DUOX1-derived hydrogen peroxide (H₂O₂) and CXCL8 are two key neutrophil chemoattractants. H₂O₂ is critical at the early phase, whereas CXCL8 plays a key role in the late phases of recruitment, but the crosstalks between the two phases in vivo remain unknown. In this study using zebrafish, we report that H₂O₂ also contributes to neutrophil recruitment to injuries at the late phase as it induces Cxcl8 expression in vivo through a JNK/c-JUN/AP-1 signaling pathway. However, Erk and NF-κB signaling were not involved in this crosstalk.

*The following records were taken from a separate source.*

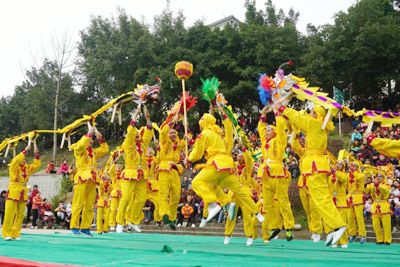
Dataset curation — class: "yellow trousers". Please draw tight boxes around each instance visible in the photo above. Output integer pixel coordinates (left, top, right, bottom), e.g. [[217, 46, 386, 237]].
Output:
[[147, 191, 161, 222], [2, 199, 26, 238], [372, 214, 392, 243], [117, 179, 147, 225], [192, 167, 258, 217], [307, 173, 346, 229], [158, 170, 181, 221], [338, 208, 349, 245], [108, 197, 121, 227], [347, 205, 367, 237], [203, 186, 232, 218], [96, 207, 110, 233], [299, 188, 322, 235], [71, 181, 97, 229], [262, 177, 294, 229]]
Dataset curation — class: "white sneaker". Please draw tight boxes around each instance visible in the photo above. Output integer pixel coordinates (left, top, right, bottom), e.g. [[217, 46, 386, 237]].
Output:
[[224, 236, 231, 245], [256, 213, 264, 223], [332, 226, 346, 247], [206, 202, 221, 222], [115, 224, 124, 234], [313, 234, 321, 243], [130, 224, 142, 233], [199, 218, 207, 227], [227, 202, 236, 221]]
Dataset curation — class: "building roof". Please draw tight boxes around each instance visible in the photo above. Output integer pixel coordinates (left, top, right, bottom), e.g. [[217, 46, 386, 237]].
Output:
[[208, 15, 242, 27]]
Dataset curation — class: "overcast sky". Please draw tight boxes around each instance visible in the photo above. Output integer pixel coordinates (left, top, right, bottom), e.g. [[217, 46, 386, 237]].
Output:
[[0, 0, 356, 96]]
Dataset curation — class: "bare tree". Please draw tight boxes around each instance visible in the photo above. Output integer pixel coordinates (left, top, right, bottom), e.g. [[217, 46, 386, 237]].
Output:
[[51, 33, 75, 161]]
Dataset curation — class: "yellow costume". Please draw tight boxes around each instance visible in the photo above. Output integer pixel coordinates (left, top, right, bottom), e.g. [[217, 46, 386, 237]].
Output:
[[158, 125, 184, 224], [117, 120, 153, 227], [280, 107, 346, 233], [347, 166, 367, 242], [258, 116, 294, 234], [329, 170, 349, 245], [365, 174, 392, 244], [3, 150, 41, 240], [292, 139, 322, 235], [71, 134, 108, 230], [96, 177, 112, 234], [189, 113, 258, 221]]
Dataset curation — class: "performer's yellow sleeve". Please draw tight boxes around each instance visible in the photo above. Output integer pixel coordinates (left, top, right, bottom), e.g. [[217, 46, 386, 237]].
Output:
[[371, 138, 400, 159], [189, 134, 206, 162], [222, 118, 234, 153]]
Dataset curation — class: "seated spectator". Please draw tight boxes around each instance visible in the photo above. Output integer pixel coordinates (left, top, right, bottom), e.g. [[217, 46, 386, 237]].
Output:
[[364, 199, 372, 220], [45, 160, 57, 173], [31, 192, 44, 229], [143, 200, 154, 224], [58, 160, 69, 176], [54, 202, 67, 224]]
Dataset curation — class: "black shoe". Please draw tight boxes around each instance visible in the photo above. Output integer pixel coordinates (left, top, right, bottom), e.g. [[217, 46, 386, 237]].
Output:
[[268, 229, 281, 240], [286, 229, 293, 241]]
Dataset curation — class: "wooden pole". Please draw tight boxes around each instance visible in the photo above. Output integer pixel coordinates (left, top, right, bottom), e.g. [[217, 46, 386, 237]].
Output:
[[182, 79, 189, 158]]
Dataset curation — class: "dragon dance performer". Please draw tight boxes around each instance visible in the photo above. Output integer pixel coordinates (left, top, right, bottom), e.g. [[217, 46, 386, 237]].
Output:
[[292, 134, 322, 243], [185, 113, 264, 230], [258, 108, 294, 241], [144, 147, 161, 223], [365, 171, 392, 245], [2, 142, 41, 241], [329, 160, 349, 248], [108, 152, 122, 231], [70, 126, 109, 236], [116, 105, 153, 233], [347, 162, 367, 244], [158, 117, 184, 230], [224, 147, 257, 246], [279, 106, 346, 246], [96, 171, 112, 234]]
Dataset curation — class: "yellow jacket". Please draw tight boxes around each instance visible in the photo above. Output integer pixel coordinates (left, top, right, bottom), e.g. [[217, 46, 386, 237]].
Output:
[[121, 123, 153, 180], [328, 171, 347, 208], [144, 156, 159, 192], [158, 125, 185, 174], [282, 108, 330, 176], [347, 171, 365, 206], [7, 150, 41, 201], [258, 116, 288, 178], [371, 138, 400, 159], [97, 179, 112, 208], [365, 182, 391, 215], [71, 135, 108, 184], [189, 129, 235, 172]]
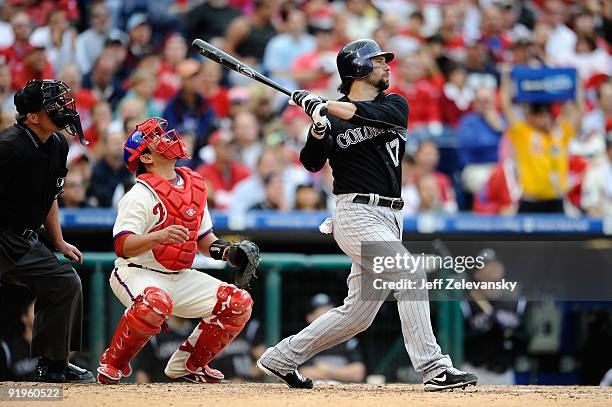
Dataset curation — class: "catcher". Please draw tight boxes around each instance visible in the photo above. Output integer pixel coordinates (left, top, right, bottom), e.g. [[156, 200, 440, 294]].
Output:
[[98, 118, 259, 383]]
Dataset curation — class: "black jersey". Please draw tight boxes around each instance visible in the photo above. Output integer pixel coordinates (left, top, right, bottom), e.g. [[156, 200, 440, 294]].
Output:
[[300, 93, 408, 198], [0, 124, 68, 231]]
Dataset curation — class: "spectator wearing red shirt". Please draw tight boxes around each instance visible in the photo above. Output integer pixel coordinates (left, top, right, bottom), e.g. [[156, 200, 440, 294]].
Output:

Strikingly, H₂O₂ also promotes cxcl8 expression through modulation of histone 3 lysine 4 trimethylation, histone 3 lysine 9 acetylation, and histone 3 lysine 9 trimethylation levels at its promoter. These results explain how early H₂O₂ signal regulates neutrophil recruitment at all phases, directly via Lyn oxidation or indirectly by modulating cxcl8 gene expression, via the activation of redox-sensitive signaling pathways, and further point out H₂O₂/DUOX1 as a key drug target for anti-inflammatory therapies.